Sharm8 commented 1 year ago

Thank you Attila, that makes sense. I just wanted to make sure since the cosmos manual (but not carnival) says about signalling input to preprocess_COSMOS_metabolism_to_signaling : "signaling_data numerical vector, where names are signaling nodes in the PKN and values are from {1, 0, -1}. Continuous data will be discretized using the sign function". And the values from run_wmean are not within that range. It works fine but I just wanted to clarify that I was not missing something.

gabora commented 1 year ago

COSMOS and CARNIVAL connects an input layer to an output layer on the PKN.

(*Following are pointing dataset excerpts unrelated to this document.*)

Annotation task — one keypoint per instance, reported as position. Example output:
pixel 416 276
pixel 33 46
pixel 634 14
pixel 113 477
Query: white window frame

The input layer must be discretized: the user have to decide if they are up or down. If you use continuous values, then it is discretized in a preprocessing step. The ouput layer is vector of continuous values. If a number has a larger absolute value, it is prioratized in fitting. For example, it could happen that only one of two TFs could be fitted with consistent sign. The optimization will favour to fit the TF with a higher (in absolute values) value.

In any case it makes sense to keep only significant inputs. like here: https://github.com/saezlab/NCI60_cosmos/blob/main/scripts/run_cosmos.R

i hope this clarifies a bit best, Attila

Sharm8 commented 1 year ago

Yes it does, thank you!

Sharm8 commented 1 year ago

Hi again!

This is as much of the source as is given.